La culture statistique, cruciale pour jauger les multiples facettes d’une société et en cibler les dysfonctionnements, fait pourtant cruellement défaut dans l’administration et dans les organismes d’intérêt public (OIP) régulièrement sollicités pour produire ces données. Des erreurs de calculs, répercutées d’année en année, et des chiffres incomplets, à supposer qu’ils existent, aboutiront dans une réponse parlementaire, dans une déclaration de politique régionale ou, pire encore, dans une réforme bâtie sur un constat biaisé. Sans que personne, faute de moyens ou de temps, ne les rectifie en cours de route.  » Les responsables politiques demandent toujours plus de chiffres à l’administration, dans un délai très court, constate Christine Bouche, déléguée permanente à la CSC Services publics. Pour la personne qui remplit la tâche, il faut que cela ait du sens. Dans le cas contraire, elle communiquera des chiffres sans les vérifier. Et si l’objectif consiste à mettre en oeuvre de nouvelles restrictions budgétaires dans un service, certains n’hésiteront pas à saboter les données.  »

Chaos dans les permis

Deux exemples récents, liés à des réformes en cours, illustrent ce chaos. Le premier porte sur les délais d’octroi des permis d’urbanisme soumis à l’avis du fonctionnaire délégué. Cet épineux problème figure au centre du débat sur le futur Code de développement territorial (CoDT). En août dernier, le ministre de l’Aménagement du territoire, Carlo Di Antonio (CDH), communiquait les chiffres officiels pour l’année 2014, à la faveur d’une question parlementaire. Sur la base d’un tableau reprenant les 262 communes wallonnes, il évoquait notamment un dépassement de délai moyen de 57 jours pour les permis concernés.

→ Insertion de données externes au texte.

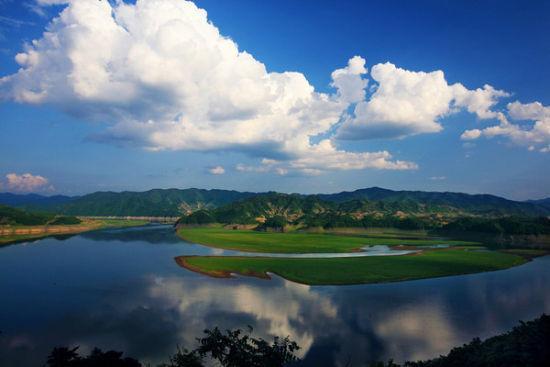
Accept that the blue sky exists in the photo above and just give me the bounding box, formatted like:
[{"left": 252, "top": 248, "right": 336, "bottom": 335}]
[{"left": 0, "top": 0, "right": 550, "bottom": 199}]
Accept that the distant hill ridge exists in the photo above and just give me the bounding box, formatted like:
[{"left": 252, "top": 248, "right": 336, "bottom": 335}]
[{"left": 0, "top": 187, "right": 550, "bottom": 216}]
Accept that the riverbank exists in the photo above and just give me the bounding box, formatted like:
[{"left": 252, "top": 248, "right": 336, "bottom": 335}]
[
  {"left": 0, "top": 218, "right": 149, "bottom": 246},
  {"left": 176, "top": 248, "right": 528, "bottom": 285},
  {"left": 177, "top": 225, "right": 479, "bottom": 253}
]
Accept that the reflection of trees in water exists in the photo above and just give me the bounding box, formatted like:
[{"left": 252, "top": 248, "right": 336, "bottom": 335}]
[
  {"left": 0, "top": 259, "right": 550, "bottom": 366},
  {"left": 81, "top": 225, "right": 182, "bottom": 244}
]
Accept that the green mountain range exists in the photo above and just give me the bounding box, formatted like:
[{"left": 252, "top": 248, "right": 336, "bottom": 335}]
[{"left": 0, "top": 187, "right": 550, "bottom": 218}]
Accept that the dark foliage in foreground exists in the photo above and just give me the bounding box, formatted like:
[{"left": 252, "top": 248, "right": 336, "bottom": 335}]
[
  {"left": 47, "top": 328, "right": 300, "bottom": 367},
  {"left": 47, "top": 315, "right": 550, "bottom": 367},
  {"left": 47, "top": 347, "right": 141, "bottom": 367},
  {"left": 371, "top": 315, "right": 550, "bottom": 367}
]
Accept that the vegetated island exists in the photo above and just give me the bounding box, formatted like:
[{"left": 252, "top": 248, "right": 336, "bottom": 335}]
[
  {"left": 176, "top": 194, "right": 550, "bottom": 285},
  {"left": 0, "top": 205, "right": 148, "bottom": 245}
]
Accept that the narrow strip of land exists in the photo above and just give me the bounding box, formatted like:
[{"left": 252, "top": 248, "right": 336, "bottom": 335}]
[
  {"left": 0, "top": 218, "right": 148, "bottom": 245},
  {"left": 177, "top": 226, "right": 478, "bottom": 253},
  {"left": 176, "top": 248, "right": 528, "bottom": 285}
]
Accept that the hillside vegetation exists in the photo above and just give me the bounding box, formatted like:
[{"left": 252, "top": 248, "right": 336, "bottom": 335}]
[
  {"left": 178, "top": 193, "right": 550, "bottom": 239},
  {"left": 0, "top": 205, "right": 81, "bottom": 226},
  {"left": 0, "top": 187, "right": 550, "bottom": 218}
]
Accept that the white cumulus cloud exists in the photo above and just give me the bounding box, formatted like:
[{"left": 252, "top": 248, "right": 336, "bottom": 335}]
[
  {"left": 338, "top": 62, "right": 508, "bottom": 140},
  {"left": 0, "top": 0, "right": 412, "bottom": 174},
  {"left": 6, "top": 173, "right": 53, "bottom": 192},
  {"left": 208, "top": 166, "right": 225, "bottom": 175},
  {"left": 461, "top": 101, "right": 550, "bottom": 153},
  {"left": 0, "top": 0, "right": 546, "bottom": 174}
]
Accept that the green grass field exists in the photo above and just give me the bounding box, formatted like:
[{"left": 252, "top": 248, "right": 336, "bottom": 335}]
[
  {"left": 178, "top": 226, "right": 478, "bottom": 253},
  {"left": 176, "top": 248, "right": 527, "bottom": 285}
]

Plusieurs communes ont toutefois réagi à la lecture des données de première main que Le Vif/L’Express s’était procurées (notre numéro du 21 août 2015). C’est notamment le cas de Blegny, en région liégeoise, où un travail de vérification des données, avec les mêmes critères que l’administration, aboutit à un résultat différent pour 92 % des entrées. Chiffres à l’appui, la commune annonce ainsi une avance moyenne de 18 jours dans la délivrance des permis concernés, au lieu d’un retard moyen de 50 jours. Dans les données officielles, un dossier sur deux affichait notamment une date d’échéance antérieure à la date de dépôt de la demande auprès de la Région wallonne.

Le deuxième exemple est tout aussi interpellant, à l’heure où la Wallonie compte sanctionner les communes qui ne construisent pas suffisamment de logements publics. Alors que les chiffres du ministère répertorient seulement cinq unités sur le territoire de Waterloo, la ville en compte en réalité 173. Les divergences potentielles dans les critères d’appréciation et les constructions de nouveaux logements ne permettent pas d’expliquer un tel écart. Dans un avis transmis le 8 décembre dernier au ministre du Logement, Paul Furlan (PS), le Conseil supérieur du logement suggère par ailleurs de  » recourir à une observation statistique officielle et à jour du nombre de ménages […] et non à une estimation « .

Le recours à des données validées pour jeter les bases d’une réforme, notamment via l’Iweps (l’Institut wallon de l’évaluation, de la prospective et de la statistique), est loin d’être systématique.  » Une administration comme le SPW (NDLR : le Service public de Wallonie) n’a pas la vocation de produire des données qui répondent à des critères de qualité, souligne Sébastien Brunet, l’administrateur général de l’Iweps. Un ministre a besoin d’une information utile dans la prise de décision. Si elle est extraite d’une procédure administrative, elle ne convient par définition pas. Mais le décideur se basera sur les seules données disponibles. En l’absence de moyens supplémentaires, on risque bien d’être confronté à une attrition complète de la capacité d’un Etat ou d’une région à se connaître.  »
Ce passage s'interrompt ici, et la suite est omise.